Types of MRI

Magnetic resonance imaging (MRI) uses radio waves and a strong magnetic field to create clear, detailed images of internal organs and tissues. Since X-rays are not used, no radiation exposure is involved. Instead, radio waves are directed at the body. This exam takes 30-50 minutes on average and consists of several imaging series. Many studies will require a small intravenous injection of a contrast agent. However, this agent does not contain iodine, an element used in other contrast agents for X-rays or CT scans. MRI is often used to evaluate or diagnose tumors and diseases of the heart, liver and bowel.

Stroke MRI

This test uses a combination of large magnets, radiofrequencies and a computer to make detailed images of organs and structures in the body.
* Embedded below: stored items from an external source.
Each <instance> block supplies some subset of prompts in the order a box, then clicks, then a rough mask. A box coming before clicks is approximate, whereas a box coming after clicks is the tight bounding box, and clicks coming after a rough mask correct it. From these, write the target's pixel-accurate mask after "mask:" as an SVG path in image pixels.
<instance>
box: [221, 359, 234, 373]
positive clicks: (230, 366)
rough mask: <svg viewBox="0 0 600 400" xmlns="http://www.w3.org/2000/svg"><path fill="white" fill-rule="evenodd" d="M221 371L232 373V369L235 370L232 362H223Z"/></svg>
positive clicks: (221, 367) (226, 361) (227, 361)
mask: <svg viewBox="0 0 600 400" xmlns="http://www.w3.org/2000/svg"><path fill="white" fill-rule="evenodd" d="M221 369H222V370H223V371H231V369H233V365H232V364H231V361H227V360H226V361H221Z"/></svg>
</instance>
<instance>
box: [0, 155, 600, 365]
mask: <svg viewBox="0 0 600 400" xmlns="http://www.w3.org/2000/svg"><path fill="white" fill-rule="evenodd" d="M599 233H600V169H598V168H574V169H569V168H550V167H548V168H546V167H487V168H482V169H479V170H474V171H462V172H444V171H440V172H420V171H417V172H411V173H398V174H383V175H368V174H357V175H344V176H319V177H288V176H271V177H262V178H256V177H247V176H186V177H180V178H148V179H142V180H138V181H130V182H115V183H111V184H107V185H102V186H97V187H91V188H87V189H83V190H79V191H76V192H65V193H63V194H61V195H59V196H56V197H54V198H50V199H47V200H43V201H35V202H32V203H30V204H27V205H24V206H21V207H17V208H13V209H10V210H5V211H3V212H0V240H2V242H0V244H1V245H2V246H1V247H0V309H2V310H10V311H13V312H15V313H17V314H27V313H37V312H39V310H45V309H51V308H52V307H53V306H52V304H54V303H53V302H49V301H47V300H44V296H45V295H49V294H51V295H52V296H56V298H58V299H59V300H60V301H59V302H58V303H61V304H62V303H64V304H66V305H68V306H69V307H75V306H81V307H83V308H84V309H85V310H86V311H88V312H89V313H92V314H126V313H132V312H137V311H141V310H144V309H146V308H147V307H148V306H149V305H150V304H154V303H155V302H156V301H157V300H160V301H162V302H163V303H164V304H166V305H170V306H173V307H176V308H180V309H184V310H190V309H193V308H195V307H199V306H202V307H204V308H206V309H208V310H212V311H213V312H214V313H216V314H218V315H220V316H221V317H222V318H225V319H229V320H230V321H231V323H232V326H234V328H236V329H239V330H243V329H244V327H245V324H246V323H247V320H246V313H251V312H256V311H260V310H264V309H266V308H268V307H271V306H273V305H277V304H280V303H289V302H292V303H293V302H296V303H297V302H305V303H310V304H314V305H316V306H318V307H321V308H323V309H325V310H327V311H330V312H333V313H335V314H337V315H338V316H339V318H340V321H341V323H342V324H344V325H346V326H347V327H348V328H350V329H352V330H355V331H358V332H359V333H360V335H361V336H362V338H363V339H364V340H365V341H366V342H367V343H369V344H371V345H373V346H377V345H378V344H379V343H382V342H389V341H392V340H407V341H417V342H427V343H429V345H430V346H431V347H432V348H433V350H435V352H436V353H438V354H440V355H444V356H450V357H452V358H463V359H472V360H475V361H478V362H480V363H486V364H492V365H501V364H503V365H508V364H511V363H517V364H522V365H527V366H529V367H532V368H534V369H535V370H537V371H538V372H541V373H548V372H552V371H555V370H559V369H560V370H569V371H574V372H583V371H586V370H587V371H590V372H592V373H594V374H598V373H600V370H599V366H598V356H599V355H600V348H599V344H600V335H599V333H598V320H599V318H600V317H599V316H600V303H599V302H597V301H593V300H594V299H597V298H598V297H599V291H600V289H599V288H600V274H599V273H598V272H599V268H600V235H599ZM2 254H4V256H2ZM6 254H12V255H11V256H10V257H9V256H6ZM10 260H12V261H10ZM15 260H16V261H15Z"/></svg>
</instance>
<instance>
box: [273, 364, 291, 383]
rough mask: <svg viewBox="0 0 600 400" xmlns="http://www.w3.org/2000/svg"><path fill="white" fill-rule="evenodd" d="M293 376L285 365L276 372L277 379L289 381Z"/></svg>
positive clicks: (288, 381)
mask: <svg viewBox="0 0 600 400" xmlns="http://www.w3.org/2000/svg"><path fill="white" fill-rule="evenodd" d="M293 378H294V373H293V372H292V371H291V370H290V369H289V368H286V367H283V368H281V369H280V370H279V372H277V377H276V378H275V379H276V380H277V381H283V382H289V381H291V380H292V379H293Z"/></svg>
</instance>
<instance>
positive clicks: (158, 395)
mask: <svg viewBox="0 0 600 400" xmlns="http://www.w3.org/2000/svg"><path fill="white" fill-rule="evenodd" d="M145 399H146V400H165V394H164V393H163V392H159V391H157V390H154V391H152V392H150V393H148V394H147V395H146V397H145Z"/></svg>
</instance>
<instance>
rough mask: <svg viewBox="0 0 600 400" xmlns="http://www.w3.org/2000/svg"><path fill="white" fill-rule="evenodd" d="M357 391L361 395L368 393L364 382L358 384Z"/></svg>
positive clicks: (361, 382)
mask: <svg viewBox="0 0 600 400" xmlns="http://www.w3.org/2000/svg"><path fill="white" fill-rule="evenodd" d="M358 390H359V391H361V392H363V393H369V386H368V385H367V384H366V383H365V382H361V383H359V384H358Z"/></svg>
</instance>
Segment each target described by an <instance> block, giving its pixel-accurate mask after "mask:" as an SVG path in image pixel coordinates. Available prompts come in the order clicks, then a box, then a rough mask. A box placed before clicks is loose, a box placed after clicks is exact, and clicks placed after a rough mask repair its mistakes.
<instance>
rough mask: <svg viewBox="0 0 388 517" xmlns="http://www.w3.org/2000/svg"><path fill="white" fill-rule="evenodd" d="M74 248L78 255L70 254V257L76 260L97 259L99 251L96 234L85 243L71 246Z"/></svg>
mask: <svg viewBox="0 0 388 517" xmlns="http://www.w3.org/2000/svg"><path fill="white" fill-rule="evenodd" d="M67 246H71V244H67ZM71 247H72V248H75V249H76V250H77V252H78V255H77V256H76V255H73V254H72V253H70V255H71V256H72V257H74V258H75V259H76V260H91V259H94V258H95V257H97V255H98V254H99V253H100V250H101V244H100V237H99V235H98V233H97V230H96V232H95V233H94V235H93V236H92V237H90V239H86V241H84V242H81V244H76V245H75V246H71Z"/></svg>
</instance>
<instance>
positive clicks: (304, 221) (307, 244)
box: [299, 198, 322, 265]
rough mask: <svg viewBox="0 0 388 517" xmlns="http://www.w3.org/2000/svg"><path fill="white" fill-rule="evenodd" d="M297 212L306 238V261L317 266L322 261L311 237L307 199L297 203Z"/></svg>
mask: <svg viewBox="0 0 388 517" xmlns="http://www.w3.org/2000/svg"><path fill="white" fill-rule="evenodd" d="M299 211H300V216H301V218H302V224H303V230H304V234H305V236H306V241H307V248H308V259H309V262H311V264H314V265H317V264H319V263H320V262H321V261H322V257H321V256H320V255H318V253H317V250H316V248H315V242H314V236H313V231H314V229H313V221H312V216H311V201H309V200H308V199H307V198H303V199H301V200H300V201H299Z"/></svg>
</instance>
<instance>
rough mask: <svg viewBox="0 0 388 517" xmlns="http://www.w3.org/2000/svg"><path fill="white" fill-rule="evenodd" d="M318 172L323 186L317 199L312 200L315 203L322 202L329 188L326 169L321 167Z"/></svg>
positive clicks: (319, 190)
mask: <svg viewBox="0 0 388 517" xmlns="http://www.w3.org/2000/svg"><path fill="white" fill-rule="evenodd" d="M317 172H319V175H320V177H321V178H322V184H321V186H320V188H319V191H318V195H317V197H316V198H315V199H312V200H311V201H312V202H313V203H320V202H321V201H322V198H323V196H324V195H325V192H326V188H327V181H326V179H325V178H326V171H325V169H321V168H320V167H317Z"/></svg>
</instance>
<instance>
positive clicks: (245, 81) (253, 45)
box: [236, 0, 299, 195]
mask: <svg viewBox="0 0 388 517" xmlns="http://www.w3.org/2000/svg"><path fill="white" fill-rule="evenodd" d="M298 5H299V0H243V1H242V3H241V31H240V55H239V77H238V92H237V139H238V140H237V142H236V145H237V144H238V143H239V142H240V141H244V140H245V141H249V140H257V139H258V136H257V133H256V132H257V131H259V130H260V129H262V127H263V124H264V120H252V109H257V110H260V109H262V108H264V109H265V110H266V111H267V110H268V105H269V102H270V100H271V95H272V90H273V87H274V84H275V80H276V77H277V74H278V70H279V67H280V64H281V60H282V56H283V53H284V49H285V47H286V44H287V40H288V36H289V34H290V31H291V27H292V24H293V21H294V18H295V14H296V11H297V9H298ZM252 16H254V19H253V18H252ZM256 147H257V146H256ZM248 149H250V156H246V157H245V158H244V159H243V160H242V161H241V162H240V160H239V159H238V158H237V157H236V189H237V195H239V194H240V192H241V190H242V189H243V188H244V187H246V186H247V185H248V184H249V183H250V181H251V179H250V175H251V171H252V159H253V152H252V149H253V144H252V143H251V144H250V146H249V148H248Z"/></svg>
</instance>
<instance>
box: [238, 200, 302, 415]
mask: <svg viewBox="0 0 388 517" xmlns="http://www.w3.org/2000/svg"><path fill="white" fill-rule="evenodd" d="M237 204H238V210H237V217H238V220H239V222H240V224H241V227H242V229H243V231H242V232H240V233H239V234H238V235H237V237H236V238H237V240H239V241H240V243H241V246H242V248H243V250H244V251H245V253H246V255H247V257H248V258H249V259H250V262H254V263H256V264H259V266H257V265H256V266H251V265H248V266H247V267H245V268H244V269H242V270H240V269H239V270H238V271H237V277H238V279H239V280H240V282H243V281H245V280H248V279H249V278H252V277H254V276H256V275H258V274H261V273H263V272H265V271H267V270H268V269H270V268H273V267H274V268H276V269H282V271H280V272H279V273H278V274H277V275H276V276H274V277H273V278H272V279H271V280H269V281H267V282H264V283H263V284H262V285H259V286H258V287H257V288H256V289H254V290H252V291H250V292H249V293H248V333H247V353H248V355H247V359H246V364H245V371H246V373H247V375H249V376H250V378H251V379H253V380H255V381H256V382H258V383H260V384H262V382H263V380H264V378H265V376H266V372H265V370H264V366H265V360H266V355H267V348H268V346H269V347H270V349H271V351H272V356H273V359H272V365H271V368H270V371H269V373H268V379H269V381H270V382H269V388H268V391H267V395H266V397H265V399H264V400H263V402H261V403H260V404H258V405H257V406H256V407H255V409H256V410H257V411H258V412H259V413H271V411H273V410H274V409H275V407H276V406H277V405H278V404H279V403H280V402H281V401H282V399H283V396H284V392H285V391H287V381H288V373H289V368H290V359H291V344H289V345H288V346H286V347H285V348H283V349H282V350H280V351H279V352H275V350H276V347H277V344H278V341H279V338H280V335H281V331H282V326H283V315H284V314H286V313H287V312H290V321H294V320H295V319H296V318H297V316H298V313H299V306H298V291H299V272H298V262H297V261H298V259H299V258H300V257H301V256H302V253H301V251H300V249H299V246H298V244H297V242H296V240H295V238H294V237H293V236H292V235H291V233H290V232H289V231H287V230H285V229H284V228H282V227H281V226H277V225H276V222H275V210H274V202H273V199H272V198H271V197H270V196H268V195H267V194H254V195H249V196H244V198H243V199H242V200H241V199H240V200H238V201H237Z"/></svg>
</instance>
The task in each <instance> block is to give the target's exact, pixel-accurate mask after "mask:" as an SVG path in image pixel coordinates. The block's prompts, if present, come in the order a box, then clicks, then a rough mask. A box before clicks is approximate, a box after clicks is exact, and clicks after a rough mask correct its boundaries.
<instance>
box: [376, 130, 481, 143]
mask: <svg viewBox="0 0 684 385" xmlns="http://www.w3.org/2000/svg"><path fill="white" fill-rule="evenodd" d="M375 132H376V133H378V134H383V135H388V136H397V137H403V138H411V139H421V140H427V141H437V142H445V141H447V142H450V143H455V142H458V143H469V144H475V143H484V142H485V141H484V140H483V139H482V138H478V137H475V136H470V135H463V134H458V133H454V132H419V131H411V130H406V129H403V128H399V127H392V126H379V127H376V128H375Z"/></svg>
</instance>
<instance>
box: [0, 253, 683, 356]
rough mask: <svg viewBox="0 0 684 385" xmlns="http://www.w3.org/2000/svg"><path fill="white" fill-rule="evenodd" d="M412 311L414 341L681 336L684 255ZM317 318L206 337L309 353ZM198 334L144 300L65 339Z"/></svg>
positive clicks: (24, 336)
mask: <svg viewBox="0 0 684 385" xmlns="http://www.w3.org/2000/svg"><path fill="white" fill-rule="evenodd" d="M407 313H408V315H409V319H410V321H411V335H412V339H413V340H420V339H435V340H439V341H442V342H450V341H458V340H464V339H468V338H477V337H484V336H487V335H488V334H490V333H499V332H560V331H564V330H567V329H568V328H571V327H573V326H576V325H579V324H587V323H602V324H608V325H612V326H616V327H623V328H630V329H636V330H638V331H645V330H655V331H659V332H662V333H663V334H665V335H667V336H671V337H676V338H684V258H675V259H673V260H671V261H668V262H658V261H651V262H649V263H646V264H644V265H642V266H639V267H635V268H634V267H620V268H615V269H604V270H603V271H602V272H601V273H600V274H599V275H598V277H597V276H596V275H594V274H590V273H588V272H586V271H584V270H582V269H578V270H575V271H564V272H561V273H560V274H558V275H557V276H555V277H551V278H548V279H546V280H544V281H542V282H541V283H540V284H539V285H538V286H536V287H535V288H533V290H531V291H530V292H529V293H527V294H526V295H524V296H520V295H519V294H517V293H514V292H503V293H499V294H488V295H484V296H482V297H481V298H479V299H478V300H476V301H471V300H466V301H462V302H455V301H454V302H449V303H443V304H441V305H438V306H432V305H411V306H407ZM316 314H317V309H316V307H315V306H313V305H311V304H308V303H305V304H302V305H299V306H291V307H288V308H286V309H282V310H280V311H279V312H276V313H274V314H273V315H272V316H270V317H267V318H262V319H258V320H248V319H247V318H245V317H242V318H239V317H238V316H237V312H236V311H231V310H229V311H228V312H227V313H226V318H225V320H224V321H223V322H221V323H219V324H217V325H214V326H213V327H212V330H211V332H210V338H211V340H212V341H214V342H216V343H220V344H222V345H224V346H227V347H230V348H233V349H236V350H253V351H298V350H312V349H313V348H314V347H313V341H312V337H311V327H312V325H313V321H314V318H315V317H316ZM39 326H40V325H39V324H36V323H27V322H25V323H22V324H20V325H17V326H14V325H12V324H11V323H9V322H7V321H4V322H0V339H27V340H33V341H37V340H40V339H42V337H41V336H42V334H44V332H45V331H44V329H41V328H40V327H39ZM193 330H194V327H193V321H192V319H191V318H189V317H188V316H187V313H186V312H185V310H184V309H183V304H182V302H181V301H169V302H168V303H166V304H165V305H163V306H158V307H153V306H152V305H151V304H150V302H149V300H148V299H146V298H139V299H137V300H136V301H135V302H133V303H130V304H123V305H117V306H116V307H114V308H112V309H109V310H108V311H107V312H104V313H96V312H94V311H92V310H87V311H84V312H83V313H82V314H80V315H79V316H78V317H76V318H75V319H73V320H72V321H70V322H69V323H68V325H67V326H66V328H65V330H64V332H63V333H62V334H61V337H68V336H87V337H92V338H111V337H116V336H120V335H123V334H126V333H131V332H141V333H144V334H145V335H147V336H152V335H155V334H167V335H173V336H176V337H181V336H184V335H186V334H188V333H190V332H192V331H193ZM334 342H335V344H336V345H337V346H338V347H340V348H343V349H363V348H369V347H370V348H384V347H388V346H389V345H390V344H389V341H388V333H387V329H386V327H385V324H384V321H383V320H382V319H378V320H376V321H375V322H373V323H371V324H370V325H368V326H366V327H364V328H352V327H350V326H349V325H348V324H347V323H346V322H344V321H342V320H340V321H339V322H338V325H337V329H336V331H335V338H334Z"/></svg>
An MRI uses magnetic fields to find small changes in brain tissue that help to find and diagnose stroke.

Musculoskeletal MRI

A musculoskeletal (shoulders, knees, extemities, etc.) MRI uses a powerful magnetic field, radio waves and a computer to produce detailed pictures of joints, soft tissues and bones. It is usually the best choice for evaluating the body for injuries, tumors and degenerative disorders.

Cardiac MRI

Cardiac MRI uses a powerful magnetic field, radio waves and a computer to produce detailed pictures of the structures within and around the heart. Cardiac MRI is used to detect or monitor cardiac disease and to evaluate the heart's anatomy and function in patients with both heart disease present at birth and heart diseases that develop after birth. Cardiac MRI does not use ionizing radiation to produce images, and it may provide the best images of the heart for certain conditions.

Abdominal MRI

Abdominal MRI is a noninvasive procedure that uses powerful magnets and radio waves to produce pictures of the inside of the abdomen without exposure to ionizing radiation (X-rays).

Spine MRI

Spine MRI uses a magnetic field, radio waves and a computer to create detailed image slices (cross sections) of the various parts of your spine. MR technology produces good soft-tissue images and allows the physician to evaluate different types of body tissue including the spinal cord, vertebral disks, surrounding tissues, nerves to the back, as well as distinguish normal, healthy tissue from diseased tissue.